Entre os estados, o Acre contabilizou a maior alta (1.033%), seguido pelo Amazonas (217%), pelo Pará (104%), pelo Distrito Federal (76%) e por Pernambuco (74%). Em números absolutos, São Paulo realizou 4.754 transplantes, seguido por Minas Gerais, com 1.097, pelo Paraná, com 937, pelo Rio Grande do Sul, com 777, e por Pernambuco, com 767.

Número de transplantes no Brasil

Primeiro semestre /2011

Primeiro semestre / 2012

10.905 12.342
Crescimento de 12,7%

 

O transplante de pulmão registrou o maior aumento (100%), seguido pelo de coração (29%), de medula óssea (17%), de rim (14%), de córnea (13%) e de fígado (13%). No caso específico do transplante de córnea, seis estados conseguiram zerar a fila de espera: Acre, Paraná, Espírito Santo, Rio Grande do Norte, Distrito Federal e São Paulo.

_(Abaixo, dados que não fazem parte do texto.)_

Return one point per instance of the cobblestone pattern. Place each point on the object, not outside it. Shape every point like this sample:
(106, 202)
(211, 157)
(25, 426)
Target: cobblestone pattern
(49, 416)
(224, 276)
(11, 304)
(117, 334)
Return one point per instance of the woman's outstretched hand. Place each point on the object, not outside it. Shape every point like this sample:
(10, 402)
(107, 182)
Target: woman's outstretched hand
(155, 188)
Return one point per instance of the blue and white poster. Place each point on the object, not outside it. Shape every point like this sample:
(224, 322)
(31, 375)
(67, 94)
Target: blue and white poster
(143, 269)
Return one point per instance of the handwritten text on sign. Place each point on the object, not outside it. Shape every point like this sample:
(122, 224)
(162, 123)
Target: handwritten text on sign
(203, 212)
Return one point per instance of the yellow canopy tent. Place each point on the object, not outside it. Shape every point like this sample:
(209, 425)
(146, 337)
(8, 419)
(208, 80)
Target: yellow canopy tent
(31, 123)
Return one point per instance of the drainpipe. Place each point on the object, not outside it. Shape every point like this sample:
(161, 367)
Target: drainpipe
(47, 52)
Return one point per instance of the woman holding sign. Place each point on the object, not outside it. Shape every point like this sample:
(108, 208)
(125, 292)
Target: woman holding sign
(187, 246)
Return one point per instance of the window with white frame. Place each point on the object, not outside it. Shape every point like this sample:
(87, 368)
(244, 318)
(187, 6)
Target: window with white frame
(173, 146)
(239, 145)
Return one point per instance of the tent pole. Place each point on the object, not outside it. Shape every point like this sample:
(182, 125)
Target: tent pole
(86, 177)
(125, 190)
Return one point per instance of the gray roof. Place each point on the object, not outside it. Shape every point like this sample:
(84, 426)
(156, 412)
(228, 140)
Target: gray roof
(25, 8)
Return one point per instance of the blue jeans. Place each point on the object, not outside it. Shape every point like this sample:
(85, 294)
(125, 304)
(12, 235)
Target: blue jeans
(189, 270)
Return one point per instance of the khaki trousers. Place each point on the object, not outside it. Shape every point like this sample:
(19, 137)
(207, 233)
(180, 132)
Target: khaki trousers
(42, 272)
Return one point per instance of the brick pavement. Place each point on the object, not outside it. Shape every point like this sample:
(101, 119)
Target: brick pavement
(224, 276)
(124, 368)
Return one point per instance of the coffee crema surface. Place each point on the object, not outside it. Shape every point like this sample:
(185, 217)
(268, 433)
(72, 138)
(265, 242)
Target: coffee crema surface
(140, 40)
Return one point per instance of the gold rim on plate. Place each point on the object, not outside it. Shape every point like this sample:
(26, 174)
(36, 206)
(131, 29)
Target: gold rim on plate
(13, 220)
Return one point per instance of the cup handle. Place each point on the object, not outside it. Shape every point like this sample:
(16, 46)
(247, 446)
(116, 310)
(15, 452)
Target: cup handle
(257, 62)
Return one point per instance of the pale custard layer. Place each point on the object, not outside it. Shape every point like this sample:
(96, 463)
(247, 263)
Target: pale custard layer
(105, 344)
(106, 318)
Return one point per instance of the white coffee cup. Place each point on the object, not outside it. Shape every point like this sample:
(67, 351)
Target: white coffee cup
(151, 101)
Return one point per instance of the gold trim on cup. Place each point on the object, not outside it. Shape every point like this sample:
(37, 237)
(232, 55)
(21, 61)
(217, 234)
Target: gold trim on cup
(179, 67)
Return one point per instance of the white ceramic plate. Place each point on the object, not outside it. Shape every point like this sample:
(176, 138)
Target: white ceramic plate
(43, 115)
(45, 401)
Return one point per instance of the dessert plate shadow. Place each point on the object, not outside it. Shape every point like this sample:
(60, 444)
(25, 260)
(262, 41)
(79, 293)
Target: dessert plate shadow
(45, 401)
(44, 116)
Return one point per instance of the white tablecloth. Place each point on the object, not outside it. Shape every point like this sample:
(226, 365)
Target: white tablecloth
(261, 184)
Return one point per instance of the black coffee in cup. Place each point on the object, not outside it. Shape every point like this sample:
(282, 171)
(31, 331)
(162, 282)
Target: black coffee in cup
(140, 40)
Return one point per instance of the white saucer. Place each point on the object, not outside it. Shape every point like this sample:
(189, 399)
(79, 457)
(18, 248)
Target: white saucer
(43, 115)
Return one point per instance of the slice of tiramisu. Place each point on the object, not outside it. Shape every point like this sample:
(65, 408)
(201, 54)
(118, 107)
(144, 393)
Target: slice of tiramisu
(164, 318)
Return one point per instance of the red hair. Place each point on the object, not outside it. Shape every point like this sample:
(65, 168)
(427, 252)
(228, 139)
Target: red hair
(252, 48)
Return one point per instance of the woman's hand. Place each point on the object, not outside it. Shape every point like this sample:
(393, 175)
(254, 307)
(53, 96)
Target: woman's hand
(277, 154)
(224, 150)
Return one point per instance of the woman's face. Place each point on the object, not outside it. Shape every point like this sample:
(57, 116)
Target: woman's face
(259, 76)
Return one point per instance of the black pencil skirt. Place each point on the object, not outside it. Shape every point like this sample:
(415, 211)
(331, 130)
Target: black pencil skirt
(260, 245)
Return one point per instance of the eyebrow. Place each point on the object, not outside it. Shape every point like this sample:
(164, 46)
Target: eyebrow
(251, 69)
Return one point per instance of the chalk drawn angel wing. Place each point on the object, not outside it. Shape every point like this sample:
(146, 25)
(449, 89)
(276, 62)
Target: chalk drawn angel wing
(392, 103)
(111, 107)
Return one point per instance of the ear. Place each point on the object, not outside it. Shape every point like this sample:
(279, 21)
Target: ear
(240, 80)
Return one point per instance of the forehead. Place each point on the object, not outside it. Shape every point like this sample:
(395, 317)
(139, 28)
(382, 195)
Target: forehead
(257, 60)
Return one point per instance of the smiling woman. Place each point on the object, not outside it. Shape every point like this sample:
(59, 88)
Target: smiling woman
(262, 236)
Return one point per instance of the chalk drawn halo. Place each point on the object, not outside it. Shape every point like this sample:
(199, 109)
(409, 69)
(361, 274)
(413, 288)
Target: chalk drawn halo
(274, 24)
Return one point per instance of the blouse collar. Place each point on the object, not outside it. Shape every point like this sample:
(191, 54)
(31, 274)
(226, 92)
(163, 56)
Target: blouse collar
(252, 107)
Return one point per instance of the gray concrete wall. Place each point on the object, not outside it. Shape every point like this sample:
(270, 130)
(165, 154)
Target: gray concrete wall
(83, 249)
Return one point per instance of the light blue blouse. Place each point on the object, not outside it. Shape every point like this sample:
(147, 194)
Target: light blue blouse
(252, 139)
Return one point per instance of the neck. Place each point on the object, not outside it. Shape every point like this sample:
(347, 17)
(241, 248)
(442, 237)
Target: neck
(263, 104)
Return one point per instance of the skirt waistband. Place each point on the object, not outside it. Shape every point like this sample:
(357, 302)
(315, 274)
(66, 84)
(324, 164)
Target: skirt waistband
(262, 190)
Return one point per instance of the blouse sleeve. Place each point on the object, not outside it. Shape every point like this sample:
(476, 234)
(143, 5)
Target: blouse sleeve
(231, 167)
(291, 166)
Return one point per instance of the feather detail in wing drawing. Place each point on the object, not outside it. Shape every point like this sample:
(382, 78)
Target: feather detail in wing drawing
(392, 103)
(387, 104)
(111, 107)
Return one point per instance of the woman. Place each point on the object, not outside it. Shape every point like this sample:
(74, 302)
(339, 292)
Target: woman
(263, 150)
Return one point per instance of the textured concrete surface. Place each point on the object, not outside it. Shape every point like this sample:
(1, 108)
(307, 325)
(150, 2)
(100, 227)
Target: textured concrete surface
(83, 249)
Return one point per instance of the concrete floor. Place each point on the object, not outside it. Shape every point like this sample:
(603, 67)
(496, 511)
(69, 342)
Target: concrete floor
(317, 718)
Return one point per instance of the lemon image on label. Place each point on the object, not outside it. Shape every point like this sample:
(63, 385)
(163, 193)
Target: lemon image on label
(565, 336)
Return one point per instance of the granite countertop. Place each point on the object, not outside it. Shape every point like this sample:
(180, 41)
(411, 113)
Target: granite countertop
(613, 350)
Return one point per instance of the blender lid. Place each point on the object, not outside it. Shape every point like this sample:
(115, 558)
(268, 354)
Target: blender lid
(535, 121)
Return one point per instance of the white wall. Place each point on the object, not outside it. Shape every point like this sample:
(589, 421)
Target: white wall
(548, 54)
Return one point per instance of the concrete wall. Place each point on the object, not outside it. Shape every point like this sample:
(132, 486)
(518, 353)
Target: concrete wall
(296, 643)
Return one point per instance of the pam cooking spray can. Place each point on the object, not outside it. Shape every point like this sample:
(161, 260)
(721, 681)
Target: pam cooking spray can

Dados do Ministério da Saúde indicam que o número de doadores de órgãos também aumentou, passando de 997 em 2011 para 1.217 em 2012 (22%).

 

UF

Maiores altas

Acre 1.033%
Amazonas 217%
Pará 104%
Distrito Federal 76%
Pernambuco 74%

 

Atualmente, a maior fila de espera no país é para transplantes de rim – ao todo, 19 mil pessoas aguardam um órgão compatível. Segundo o ministro da Saúde, Alexandre Padilha, o aumento de pacientes que necessitam de um novo rim tem relação direta com a prevalência de doenças como hipertensão e diabetes, que podem levar o órgão à falência.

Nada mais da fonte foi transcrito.